V

Lecture2 - Relational Models and Database Schema

Data Models Overview

  • A data model is a collection of high-level description concepts for describing data. It hides low-level storage details.

  • It describes the structure of a database and constraints the database should obey.

  • A schema is a description of a particular collection of data using a given data model.

Data Model Categories
  • Conceptual (high-level, semantic) data models

    • Close to how users perceive data.

    • Concepts: entities, attributes, relationships.

    • Examples:

    • Entity: real-world object like student, lecturer.

    • Attribute: property of an entity.

    • Relationship: association between entities (e.g., teaches).

  • Physical (low-level, internal) data models

    • Describe how data is stored in the computer.

  • Implementation (representational) data models

    • Between conceptual and physical, balancing user view with storage details.

    • Includes relational, network, and hierarchical models.

Data Models in Practice
  • ER model is commonly used for database design.

  • Database design in the ER model is usually converted to the relational model for storage and processing.


Entity-Relationship (ER) Model

  • Core concepts:

    • Entities (objects): e.g., customers, accounts, bank branches.

    • Relationships: associations among entities (e.g., a depositor relationship between customers and accounts).

  • Relationship sets illustrate how entities interact (e.g., Depositor links customers to accounts).

  • Widely used for database design; a typical workflow converts ER designs to relational schemas for implementation.

ER Model Example (from the transcript)
  • Example schema components (illustrative):

    • Entities: Customer, Account

    • Attributes: customer-id, customer-name, customer-street, customer-city, account-number, balance

    • Relationship: Depositor between Customer and Account

  • Visual representation shows entities with attributes and lines for relationships.


The Relational Data Model

  • Key idea: data is stored in relations (tables).

  • Schema:
    \text{RelationName}(field1 : type1 , \dots , fieldn : typen )
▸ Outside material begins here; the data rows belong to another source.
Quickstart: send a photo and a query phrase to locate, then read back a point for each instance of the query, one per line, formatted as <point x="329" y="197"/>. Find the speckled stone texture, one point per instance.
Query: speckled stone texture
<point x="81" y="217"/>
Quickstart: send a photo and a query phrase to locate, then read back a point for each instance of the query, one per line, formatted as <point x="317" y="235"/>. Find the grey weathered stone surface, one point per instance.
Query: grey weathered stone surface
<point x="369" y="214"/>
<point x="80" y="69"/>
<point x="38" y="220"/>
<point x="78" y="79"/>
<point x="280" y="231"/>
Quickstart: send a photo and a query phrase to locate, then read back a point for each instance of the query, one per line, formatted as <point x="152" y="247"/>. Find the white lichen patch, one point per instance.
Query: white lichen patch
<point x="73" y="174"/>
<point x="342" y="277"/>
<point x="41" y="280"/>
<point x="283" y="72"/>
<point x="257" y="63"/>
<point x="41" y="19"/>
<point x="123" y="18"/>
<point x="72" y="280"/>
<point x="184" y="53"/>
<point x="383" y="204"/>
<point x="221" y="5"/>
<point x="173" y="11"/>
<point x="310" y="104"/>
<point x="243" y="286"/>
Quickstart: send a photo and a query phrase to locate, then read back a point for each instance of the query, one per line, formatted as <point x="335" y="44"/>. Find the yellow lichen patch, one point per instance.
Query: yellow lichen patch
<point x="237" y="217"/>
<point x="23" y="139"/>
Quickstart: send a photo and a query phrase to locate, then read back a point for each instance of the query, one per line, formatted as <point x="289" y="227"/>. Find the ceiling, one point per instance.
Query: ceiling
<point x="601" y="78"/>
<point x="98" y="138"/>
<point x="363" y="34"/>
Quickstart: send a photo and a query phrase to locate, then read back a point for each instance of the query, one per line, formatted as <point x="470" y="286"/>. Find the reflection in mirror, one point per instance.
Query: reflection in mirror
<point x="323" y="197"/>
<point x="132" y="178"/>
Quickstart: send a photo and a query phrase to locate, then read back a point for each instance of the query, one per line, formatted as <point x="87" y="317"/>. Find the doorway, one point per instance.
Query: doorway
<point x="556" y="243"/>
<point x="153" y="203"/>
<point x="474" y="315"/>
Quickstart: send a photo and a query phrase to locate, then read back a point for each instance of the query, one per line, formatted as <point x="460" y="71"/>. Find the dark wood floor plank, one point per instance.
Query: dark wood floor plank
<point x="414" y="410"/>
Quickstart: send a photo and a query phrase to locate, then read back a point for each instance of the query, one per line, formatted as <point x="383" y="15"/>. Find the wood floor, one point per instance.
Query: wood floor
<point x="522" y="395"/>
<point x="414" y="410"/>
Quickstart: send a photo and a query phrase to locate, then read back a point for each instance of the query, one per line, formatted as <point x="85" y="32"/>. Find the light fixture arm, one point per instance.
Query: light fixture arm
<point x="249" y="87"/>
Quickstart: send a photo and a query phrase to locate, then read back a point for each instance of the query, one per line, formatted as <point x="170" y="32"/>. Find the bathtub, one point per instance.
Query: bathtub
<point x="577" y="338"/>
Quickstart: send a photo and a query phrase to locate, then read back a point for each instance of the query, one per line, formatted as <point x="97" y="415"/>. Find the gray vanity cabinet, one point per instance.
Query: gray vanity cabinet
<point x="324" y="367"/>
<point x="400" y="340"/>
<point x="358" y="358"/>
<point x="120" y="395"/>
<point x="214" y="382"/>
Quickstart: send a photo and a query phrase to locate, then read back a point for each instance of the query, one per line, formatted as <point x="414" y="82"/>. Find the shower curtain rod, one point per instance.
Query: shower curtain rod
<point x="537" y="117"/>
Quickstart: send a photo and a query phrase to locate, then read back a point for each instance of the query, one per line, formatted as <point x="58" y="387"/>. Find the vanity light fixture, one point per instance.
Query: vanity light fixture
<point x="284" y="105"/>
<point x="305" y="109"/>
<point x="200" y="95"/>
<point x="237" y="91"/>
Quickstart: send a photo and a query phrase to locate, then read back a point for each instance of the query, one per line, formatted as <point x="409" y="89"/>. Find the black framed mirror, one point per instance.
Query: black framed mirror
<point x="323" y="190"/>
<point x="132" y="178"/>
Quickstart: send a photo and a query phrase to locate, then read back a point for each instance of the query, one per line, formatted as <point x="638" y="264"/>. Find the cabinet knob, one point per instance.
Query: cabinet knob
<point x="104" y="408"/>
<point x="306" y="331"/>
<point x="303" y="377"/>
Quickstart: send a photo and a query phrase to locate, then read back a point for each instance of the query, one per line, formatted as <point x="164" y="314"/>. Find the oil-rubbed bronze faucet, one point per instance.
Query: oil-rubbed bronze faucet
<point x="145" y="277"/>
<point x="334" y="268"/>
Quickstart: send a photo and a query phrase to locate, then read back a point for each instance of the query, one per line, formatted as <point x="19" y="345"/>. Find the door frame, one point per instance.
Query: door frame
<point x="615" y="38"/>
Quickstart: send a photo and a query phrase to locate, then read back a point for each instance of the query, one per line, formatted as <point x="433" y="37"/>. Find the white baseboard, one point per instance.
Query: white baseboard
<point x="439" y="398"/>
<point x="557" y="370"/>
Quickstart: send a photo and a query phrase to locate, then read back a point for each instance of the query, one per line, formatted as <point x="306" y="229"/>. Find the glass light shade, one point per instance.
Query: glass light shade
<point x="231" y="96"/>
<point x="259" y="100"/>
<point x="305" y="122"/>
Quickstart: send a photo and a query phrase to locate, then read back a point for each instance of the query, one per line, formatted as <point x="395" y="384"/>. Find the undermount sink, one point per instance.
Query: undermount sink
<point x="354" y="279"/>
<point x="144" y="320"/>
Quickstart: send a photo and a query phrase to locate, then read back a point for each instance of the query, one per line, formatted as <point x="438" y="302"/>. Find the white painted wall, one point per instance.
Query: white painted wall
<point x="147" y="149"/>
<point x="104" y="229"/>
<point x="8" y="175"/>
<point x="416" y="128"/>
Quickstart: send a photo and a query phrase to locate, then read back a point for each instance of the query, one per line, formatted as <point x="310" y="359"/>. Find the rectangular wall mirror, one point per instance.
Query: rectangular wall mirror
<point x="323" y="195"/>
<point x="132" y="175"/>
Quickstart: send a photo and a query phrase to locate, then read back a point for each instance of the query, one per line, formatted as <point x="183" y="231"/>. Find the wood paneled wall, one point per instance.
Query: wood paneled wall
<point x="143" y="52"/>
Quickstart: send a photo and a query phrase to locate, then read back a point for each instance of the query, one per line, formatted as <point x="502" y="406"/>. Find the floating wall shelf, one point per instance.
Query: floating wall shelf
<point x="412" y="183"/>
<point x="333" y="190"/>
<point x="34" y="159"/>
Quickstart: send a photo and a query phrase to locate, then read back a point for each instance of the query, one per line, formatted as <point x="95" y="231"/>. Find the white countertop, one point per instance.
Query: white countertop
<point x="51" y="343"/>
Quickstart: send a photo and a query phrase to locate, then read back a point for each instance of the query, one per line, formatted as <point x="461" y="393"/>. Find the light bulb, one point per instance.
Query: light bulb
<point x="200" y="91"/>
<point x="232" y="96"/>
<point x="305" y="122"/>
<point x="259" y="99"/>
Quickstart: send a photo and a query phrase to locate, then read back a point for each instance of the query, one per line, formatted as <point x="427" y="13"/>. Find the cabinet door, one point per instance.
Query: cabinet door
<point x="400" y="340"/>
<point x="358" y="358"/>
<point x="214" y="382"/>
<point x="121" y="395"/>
  • Query language: SQL (declarative). Example:

  SELECT balance
  FROM account
  WHERE branch = 'Springfield';
  • Characteristics:

    • Programmer specifies what results are needed, not how to execute.
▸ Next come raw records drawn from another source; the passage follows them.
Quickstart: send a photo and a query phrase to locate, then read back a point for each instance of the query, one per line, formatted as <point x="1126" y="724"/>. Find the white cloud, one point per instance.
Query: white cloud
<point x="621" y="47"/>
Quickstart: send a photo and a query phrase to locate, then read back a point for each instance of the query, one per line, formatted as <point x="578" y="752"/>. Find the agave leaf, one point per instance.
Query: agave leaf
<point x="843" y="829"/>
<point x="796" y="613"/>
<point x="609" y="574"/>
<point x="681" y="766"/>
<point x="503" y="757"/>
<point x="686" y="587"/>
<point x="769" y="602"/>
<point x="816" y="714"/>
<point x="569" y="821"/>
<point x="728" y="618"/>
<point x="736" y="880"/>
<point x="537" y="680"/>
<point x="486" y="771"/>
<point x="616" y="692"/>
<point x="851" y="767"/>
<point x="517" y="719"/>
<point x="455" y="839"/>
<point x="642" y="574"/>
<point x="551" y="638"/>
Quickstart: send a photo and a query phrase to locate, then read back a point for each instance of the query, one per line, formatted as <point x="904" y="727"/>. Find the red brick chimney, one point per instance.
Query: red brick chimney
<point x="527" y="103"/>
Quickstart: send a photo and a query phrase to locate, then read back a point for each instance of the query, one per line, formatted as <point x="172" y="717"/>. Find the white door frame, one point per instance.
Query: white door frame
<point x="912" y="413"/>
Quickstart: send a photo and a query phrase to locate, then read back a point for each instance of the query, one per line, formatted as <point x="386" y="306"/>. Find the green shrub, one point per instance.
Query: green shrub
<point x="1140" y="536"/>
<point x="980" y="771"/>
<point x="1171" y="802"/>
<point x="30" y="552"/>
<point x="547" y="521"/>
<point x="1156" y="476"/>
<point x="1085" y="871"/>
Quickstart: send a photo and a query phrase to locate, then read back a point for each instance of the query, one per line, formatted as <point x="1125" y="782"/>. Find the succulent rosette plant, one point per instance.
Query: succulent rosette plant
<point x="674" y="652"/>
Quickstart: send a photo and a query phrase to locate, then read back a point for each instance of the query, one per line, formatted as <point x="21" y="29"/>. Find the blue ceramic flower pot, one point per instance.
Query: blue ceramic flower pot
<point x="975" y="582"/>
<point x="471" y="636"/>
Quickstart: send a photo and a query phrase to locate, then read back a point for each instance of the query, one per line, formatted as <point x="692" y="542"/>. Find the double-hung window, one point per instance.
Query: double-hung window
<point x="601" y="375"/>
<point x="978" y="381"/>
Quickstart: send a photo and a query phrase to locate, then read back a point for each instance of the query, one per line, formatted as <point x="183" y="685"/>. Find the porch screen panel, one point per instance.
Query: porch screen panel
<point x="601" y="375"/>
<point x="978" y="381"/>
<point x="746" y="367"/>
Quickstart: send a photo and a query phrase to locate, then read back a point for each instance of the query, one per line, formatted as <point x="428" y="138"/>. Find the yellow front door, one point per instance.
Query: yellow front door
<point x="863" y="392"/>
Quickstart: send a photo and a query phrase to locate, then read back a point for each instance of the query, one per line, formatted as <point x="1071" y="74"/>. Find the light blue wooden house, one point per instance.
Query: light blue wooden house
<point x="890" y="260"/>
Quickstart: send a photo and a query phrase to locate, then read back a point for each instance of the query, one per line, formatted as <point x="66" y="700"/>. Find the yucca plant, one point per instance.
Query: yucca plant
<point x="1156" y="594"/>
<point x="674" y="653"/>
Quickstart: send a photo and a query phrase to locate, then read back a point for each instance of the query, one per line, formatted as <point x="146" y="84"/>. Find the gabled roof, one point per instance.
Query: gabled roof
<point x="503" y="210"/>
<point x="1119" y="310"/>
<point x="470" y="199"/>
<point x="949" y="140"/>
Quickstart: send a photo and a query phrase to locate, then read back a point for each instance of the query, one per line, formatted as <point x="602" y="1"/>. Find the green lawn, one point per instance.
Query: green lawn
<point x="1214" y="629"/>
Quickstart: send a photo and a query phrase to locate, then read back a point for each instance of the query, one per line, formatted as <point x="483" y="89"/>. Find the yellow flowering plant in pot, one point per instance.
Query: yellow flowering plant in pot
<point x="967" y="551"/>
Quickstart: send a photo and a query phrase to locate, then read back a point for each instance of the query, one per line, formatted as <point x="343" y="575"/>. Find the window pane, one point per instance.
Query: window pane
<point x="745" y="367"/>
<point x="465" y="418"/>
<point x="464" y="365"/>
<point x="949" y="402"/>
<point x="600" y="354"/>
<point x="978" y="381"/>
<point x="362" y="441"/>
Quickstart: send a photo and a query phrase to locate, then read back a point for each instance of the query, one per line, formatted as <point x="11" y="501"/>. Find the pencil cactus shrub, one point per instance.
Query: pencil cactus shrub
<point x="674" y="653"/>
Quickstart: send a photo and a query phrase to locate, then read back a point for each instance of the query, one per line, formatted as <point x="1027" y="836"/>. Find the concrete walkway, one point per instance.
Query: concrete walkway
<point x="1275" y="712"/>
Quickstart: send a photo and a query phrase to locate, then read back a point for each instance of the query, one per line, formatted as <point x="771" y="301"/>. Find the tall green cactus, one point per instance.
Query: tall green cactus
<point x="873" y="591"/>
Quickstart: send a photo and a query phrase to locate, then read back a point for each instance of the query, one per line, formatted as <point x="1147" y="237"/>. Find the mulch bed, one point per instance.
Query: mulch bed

    • DBMS selects execution strategy.

    • Provides physical data independence: applications don’t need to know how data is stored.
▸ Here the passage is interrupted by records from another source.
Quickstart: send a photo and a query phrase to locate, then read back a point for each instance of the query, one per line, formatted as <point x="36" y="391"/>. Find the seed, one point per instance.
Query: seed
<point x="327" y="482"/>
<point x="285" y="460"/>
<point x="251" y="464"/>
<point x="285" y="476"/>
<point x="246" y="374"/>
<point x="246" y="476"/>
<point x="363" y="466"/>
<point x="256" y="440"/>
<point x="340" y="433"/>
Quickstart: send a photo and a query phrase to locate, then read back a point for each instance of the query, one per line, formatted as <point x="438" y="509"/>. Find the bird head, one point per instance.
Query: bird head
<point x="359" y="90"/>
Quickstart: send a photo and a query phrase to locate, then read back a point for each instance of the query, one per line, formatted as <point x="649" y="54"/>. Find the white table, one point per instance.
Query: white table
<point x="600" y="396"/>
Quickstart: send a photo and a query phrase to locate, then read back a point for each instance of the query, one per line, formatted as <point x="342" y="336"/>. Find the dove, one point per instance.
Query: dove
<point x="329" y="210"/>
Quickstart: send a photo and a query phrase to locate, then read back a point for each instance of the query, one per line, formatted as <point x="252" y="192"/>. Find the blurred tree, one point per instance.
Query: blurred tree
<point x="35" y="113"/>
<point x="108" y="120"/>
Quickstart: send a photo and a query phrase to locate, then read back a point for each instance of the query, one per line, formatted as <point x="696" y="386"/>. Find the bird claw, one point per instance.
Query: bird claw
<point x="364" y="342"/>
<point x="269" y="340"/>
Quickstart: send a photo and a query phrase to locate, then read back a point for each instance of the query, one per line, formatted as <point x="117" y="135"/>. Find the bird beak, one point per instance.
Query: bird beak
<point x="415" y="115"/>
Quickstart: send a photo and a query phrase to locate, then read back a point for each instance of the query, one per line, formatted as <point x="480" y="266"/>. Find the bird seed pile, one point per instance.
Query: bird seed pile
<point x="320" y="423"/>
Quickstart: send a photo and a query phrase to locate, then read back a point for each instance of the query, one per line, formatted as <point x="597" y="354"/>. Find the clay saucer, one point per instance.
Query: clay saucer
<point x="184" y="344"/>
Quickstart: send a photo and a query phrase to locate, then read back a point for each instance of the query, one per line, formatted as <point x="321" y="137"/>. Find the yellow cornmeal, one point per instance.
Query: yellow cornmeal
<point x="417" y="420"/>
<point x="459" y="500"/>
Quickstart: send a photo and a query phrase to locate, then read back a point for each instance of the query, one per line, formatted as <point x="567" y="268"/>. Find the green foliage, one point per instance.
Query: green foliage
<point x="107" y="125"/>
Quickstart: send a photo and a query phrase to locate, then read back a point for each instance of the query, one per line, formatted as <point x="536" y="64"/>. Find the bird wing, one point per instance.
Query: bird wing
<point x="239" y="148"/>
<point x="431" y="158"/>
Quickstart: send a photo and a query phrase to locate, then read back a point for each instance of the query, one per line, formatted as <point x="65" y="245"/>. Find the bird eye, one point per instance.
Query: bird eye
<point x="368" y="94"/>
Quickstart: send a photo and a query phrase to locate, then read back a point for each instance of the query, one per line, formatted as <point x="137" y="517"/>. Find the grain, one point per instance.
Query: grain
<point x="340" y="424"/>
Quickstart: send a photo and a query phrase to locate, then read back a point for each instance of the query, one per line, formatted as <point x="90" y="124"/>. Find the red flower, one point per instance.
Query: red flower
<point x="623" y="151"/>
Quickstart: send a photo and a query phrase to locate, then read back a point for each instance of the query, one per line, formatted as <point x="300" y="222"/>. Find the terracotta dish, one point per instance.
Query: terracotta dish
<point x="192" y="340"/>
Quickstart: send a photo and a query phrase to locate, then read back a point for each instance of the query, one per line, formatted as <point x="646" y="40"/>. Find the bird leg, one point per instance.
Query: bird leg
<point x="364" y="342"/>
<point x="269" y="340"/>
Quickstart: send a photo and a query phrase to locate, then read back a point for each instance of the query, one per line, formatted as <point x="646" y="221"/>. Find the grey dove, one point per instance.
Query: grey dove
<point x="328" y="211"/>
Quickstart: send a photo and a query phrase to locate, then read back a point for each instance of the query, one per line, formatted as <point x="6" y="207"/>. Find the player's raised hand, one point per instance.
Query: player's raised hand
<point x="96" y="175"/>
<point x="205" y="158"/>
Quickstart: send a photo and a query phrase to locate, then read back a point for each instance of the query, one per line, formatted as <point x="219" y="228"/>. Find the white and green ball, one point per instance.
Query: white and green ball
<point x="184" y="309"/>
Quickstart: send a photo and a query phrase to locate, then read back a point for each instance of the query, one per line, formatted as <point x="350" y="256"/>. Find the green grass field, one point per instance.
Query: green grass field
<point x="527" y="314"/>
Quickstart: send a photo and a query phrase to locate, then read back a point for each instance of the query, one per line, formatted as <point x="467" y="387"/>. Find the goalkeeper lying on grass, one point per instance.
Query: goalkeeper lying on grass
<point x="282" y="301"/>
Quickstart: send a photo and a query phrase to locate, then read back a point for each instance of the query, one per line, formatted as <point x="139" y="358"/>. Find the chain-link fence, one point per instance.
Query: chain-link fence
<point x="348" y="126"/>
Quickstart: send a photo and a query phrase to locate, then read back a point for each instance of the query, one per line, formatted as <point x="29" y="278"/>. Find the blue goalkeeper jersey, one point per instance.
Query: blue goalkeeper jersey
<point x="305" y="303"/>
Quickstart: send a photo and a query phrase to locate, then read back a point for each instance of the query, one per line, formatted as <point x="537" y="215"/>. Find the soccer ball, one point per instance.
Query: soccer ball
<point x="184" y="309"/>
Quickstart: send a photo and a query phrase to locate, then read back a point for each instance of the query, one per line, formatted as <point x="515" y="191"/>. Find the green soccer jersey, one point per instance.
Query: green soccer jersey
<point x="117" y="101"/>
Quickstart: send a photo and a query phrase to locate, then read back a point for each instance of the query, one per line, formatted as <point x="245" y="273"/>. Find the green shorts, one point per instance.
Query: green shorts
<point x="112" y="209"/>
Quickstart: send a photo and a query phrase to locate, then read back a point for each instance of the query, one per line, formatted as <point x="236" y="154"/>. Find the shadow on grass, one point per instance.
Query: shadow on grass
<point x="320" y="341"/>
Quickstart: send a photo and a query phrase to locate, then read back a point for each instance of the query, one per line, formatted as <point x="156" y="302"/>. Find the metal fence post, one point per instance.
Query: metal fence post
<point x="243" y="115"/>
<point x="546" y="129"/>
Relational Model: Structural Independence and Query Power
  • Structural independence: one can implement various associations (one-to-one, one-to-many, many-to-many) easily in the relational model.

  • Relational model has powerful and flexible query capabilities.

Relational Model Example 2
  • A sample relational database includes relations such as:

    • Students(sid: string, name: string, age: integer, gpa: real)

  • An instance of the relation can be represented as a table with rows (tuples) and columns (attributes).

  • Example data excerpt (simplified):

    • customer-id, customer-name, customer-street, customer-city, phone, etc. (illustrative population from the transcript)


Relational Model Terminology

  • Relation: a table with columns (attributes) and rows (tuples).

  • Attribute: a named column of a relation.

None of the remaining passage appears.